Medical tourism, a practice that showed great promise ten years ago, is drawing attention from employers again—but the focus is now on traveling in the U.S. to high-quality, high-volume medical facilities.
Part one of this series looked at the history of medical tourism and how it was affected by the passage of the Affordable Care Act (ACA) in 2010. This article will look at how the industry has adapted to changes in the marketplace, and how employers are once again experimenting with the concept as a cost-saving measure.
Shifting the focus
The demand for traveling to surgical centers in other countries was growing a decade ago, when pre-existing condition clauses and other insurance exclusions meant that some Americans had to look outside the U.S. health system for certain medical procedures. Some employers and insurers launched programs to cater to this market. Medical tourism companies sprang up, anticipating continued growth in demand.
But with the passage of the ACA, most of the U.S. coverage exclusions were no longer allowed. The demand for overseas care took a hit. In an article in Managed Care, Rajesh Rao, who ran a hospital network specializing in overseas medical tourism, says interest in his network dropped sharply after the passage of the ACA. “And as soon as the ACA went into effect, all those discussions stopped,” he says.
Leigh Turner, PhD, a professor of Bioethics at the University of Minnesota, says that in the long run, many of the medical tourism startups may have simply found the process too complicated to really build a profitable business around. “A decade ago there was the idea that this was a can’t-lose business proposition,” he says. “But it turned out to be quite difficult to scale up. The challenge of medical tourism was that it’s a bit like being a tour operator; it can be fairly expensive and involved. It was an interesting model but it hasn’t had a huge uptake with insurers or employers.”
The rise of domestic medical tourism
The medical tourism concept, however, still had fans. They argued that the cross-border options, with longer travel requirements, language barriers, liability questions, and other issues might not be for all patients—but traveling for quality care in the U.S. still made sense.

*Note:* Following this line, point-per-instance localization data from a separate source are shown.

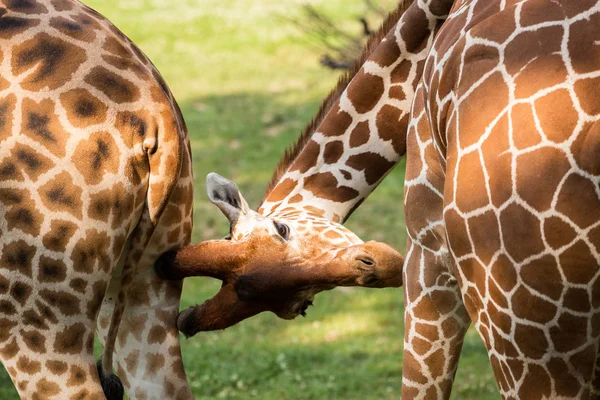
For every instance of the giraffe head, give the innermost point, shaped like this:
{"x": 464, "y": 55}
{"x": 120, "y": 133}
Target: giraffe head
{"x": 276, "y": 262}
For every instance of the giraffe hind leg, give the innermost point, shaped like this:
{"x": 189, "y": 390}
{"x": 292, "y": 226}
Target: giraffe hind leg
{"x": 111, "y": 384}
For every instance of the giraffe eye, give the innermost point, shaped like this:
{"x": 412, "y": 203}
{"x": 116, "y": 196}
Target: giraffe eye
{"x": 282, "y": 229}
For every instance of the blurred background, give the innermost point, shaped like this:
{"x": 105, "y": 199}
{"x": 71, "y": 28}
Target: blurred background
{"x": 248, "y": 75}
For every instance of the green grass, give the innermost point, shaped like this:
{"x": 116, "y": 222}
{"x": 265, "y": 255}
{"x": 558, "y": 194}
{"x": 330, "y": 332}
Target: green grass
{"x": 247, "y": 82}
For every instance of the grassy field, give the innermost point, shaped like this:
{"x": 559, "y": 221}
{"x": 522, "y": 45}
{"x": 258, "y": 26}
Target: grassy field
{"x": 247, "y": 82}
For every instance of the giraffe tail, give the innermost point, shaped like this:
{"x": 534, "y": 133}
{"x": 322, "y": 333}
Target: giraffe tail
{"x": 111, "y": 384}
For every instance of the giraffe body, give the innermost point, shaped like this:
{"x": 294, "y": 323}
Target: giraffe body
{"x": 95, "y": 183}
{"x": 502, "y": 200}
{"x": 493, "y": 104}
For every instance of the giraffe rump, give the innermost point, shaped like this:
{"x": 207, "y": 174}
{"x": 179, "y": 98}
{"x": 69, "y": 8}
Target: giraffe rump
{"x": 294, "y": 150}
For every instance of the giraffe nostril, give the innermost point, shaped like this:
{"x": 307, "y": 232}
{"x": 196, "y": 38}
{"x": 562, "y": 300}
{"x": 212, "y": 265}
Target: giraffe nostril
{"x": 366, "y": 260}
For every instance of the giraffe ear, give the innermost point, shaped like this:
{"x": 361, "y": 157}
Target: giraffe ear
{"x": 225, "y": 194}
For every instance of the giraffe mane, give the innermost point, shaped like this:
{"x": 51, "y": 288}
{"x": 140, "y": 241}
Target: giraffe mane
{"x": 294, "y": 150}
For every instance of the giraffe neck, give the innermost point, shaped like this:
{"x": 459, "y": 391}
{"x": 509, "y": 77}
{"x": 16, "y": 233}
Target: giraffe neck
{"x": 363, "y": 136}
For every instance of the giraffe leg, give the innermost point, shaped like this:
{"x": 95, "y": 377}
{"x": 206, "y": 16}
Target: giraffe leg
{"x": 435, "y": 325}
{"x": 147, "y": 355}
{"x": 538, "y": 351}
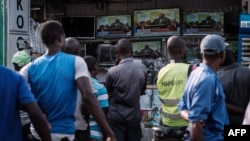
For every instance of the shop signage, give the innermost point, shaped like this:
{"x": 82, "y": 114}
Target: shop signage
{"x": 19, "y": 15}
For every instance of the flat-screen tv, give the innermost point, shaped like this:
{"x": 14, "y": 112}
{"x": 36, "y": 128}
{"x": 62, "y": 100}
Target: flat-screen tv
{"x": 106, "y": 55}
{"x": 231, "y": 23}
{"x": 156, "y": 22}
{"x": 244, "y": 24}
{"x": 147, "y": 49}
{"x": 113, "y": 26}
{"x": 203, "y": 23}
{"x": 79, "y": 27}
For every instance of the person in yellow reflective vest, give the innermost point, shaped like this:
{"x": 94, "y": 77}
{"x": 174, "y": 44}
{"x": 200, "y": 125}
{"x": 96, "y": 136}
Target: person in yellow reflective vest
{"x": 171, "y": 82}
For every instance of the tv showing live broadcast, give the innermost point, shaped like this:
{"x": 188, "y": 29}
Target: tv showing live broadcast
{"x": 115, "y": 26}
{"x": 244, "y": 24}
{"x": 156, "y": 22}
{"x": 203, "y": 23}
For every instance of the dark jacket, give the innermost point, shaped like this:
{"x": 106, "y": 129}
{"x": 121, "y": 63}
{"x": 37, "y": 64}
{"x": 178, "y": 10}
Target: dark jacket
{"x": 125, "y": 83}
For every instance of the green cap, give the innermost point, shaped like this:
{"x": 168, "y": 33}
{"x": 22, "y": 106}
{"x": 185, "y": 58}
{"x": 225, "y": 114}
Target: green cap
{"x": 21, "y": 58}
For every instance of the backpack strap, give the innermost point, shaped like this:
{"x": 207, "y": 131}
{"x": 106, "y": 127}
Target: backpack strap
{"x": 191, "y": 68}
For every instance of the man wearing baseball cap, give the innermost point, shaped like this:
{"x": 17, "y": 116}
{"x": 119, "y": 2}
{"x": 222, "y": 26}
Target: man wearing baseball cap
{"x": 20, "y": 59}
{"x": 203, "y": 101}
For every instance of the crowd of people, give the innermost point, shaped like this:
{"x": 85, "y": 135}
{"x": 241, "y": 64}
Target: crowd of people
{"x": 57, "y": 97}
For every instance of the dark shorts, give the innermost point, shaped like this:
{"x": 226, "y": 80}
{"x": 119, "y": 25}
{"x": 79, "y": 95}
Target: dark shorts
{"x": 126, "y": 133}
{"x": 82, "y": 135}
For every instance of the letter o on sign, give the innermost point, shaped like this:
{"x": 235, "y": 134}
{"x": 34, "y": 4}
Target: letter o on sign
{"x": 19, "y": 21}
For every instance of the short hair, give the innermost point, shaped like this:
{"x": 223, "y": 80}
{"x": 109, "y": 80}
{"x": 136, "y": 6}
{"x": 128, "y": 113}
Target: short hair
{"x": 175, "y": 44}
{"x": 51, "y": 31}
{"x": 91, "y": 62}
{"x": 124, "y": 46}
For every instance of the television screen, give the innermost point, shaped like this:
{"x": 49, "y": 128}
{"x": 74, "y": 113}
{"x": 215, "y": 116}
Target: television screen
{"x": 115, "y": 26}
{"x": 147, "y": 49}
{"x": 231, "y": 23}
{"x": 79, "y": 27}
{"x": 106, "y": 55}
{"x": 244, "y": 24}
{"x": 156, "y": 22}
{"x": 203, "y": 23}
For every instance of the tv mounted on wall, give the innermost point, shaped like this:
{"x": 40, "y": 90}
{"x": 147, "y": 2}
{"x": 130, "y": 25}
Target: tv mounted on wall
{"x": 244, "y": 24}
{"x": 113, "y": 26}
{"x": 79, "y": 27}
{"x": 106, "y": 55}
{"x": 156, "y": 22}
{"x": 203, "y": 23}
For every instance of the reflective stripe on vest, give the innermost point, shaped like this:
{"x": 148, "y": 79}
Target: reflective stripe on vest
{"x": 170, "y": 101}
{"x": 171, "y": 116}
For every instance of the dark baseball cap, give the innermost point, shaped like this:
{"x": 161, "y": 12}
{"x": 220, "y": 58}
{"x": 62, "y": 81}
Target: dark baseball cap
{"x": 212, "y": 44}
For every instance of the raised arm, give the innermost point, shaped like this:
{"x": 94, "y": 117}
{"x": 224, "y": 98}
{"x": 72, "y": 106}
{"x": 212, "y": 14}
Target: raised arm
{"x": 38, "y": 120}
{"x": 89, "y": 99}
{"x": 91, "y": 104}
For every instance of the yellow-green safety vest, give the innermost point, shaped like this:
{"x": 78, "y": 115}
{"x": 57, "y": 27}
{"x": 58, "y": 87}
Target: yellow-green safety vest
{"x": 170, "y": 83}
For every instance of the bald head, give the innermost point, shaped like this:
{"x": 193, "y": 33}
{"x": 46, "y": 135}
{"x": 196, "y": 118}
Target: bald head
{"x": 72, "y": 46}
{"x": 124, "y": 48}
{"x": 176, "y": 47}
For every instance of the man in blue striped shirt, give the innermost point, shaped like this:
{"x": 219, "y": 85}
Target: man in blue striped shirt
{"x": 101, "y": 95}
{"x": 203, "y": 101}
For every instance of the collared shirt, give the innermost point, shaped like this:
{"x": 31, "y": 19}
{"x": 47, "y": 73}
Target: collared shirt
{"x": 235, "y": 79}
{"x": 205, "y": 100}
{"x": 125, "y": 83}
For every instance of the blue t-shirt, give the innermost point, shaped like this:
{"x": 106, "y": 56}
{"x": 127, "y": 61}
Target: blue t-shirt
{"x": 204, "y": 98}
{"x": 52, "y": 80}
{"x": 102, "y": 97}
{"x": 14, "y": 92}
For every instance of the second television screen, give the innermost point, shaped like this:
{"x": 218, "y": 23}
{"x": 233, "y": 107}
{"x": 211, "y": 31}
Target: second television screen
{"x": 115, "y": 26}
{"x": 156, "y": 22}
{"x": 204, "y": 23}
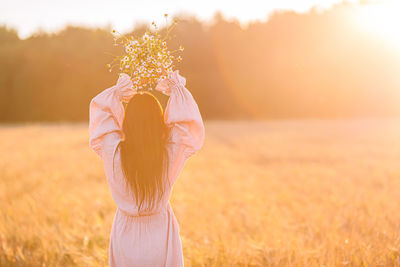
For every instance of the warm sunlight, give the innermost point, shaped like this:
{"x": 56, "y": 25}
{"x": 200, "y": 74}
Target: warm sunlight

“It’s easier to convince employees to travel to a different state, than to travel to a different country,” says Renee-Marie Stephano, president of the Medical Tourism Association. “Domestically, medical tourism is now focused on centers of excellence. We’re seeing is this trend of engagement by employers to provide a better level of care.”
In this model, companies offer employees the programs that help pay for travel expenses to centers of excellence—hospitals such as John Hopkins or Mayo Clinic—that perform high volumes of the needed procedures. As this article in D Magazine explains, high volume, high quality centers can deliver care that results with fewer complications and re-admissions, two things that increase health care costs.

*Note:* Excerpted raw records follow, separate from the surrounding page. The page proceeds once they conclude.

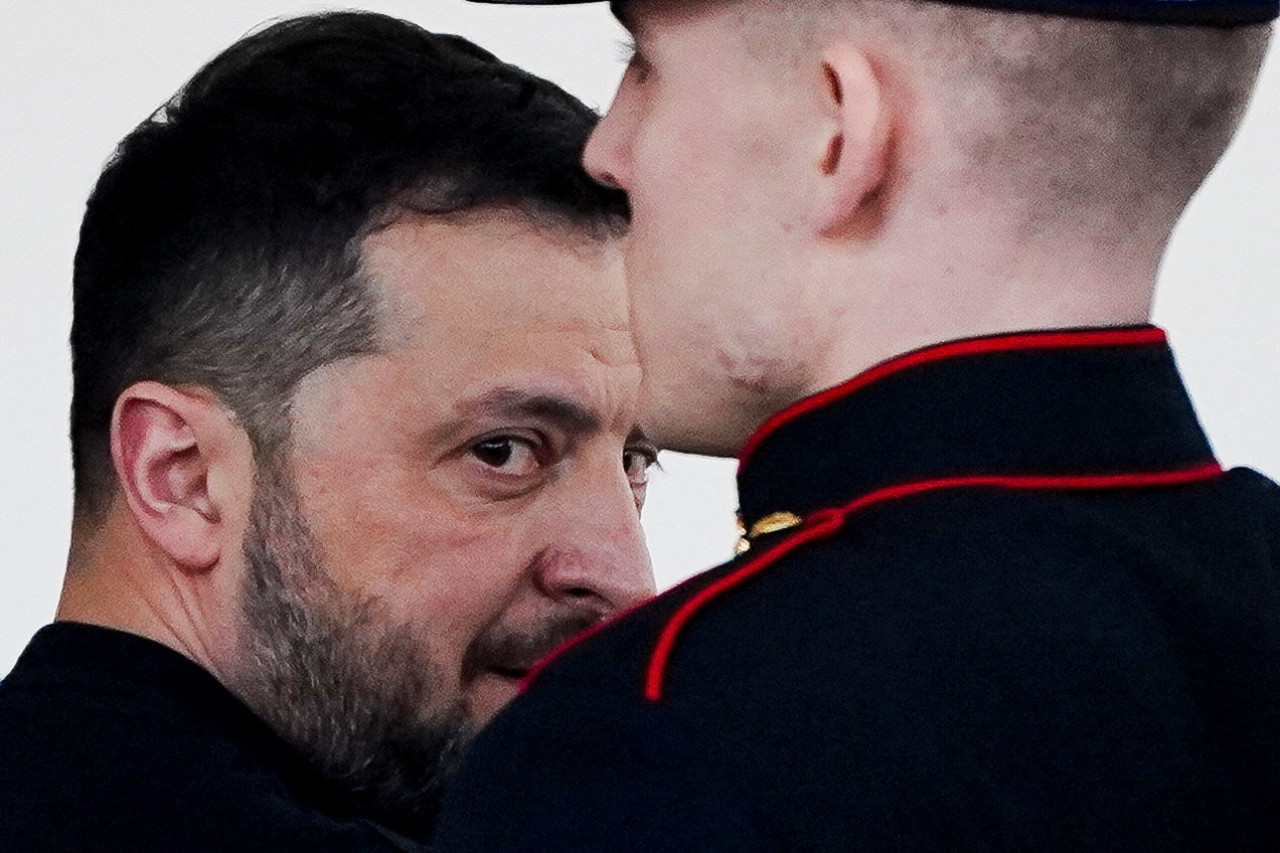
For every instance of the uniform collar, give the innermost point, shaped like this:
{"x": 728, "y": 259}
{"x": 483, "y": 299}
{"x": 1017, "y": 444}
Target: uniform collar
{"x": 1077, "y": 402}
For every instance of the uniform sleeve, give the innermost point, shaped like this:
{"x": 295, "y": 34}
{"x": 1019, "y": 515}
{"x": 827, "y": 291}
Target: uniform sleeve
{"x": 571, "y": 772}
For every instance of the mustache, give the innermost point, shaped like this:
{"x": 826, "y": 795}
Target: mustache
{"x": 521, "y": 648}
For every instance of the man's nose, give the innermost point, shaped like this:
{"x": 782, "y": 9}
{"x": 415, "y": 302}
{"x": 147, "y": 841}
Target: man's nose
{"x": 600, "y": 562}
{"x": 606, "y": 155}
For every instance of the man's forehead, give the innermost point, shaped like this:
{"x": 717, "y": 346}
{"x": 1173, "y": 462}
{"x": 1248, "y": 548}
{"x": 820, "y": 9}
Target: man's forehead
{"x": 1215, "y": 13}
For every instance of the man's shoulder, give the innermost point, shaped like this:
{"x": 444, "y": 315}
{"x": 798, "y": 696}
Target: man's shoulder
{"x": 91, "y": 765}
{"x": 968, "y": 565}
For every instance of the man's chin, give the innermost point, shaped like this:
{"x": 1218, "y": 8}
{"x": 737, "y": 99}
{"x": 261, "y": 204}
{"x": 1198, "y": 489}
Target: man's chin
{"x": 489, "y": 693}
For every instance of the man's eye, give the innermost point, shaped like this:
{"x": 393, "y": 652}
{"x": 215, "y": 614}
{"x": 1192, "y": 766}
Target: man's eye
{"x": 507, "y": 455}
{"x": 636, "y": 463}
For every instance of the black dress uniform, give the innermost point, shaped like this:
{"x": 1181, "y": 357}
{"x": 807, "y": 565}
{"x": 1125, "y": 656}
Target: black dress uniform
{"x": 112, "y": 743}
{"x": 1023, "y": 610}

“Direct contracting with centers-of-excellence steers patients to hospitals that provide high-quality care and are willing to discount their prices in exchange for the higher volume of patients,” writes Steve Jacob. “Typically, hospitals are screened based on quality, using data to show that their clinical outcomes and patient satisfaction exceed a threshold defined by the purchaser. Then purchasers negotiate a single price for services associated with a procedure.”
A new solution: direct contracting
But nationally known brands such as Mayo or Cleveland Clinic are not the only options for employers interested in this approach. “Really the goal is to identify high quality networks and get better access to services,” Stephano says. “There are less well-known brands that are delivering amazing clinical expertise.” She notes that Mercy Health, based in Springfield, Mo., is one of several medical centers that Wal-Mart has contracted with to provide employees around the country with orthopedic surgical procedures. “They’ve been able to bring the cost of services down by negotiating prices. Really, it’s based on value, whether [care is] domestic or international.”
Stephano says that hospitals and brokers both are slowly coming to understand that bundling services and providing direct contracting can help hold the line on costs, attracting patients and employers. ”Brokers and clients are looking to obtain new clients, and how do you do that in a market where the cost of health care is not going down?” Stephano asks. “You have to be able to provide some creative solutions that are going to add value for that employee pool.”
The learning curve on medical tourism is still a challenge that her group works with, Stephano says. “For the most part all of the perceived obstacles have been overcome,” she adds. “Now it’s just a matter of the education process, getting more brokers to understand the value of medical travel and direct-contracting.
“They’ve already been direct-contracting with local hospitals,” she continues. “We just need to help them understand that medical tourism is also direct contracting.”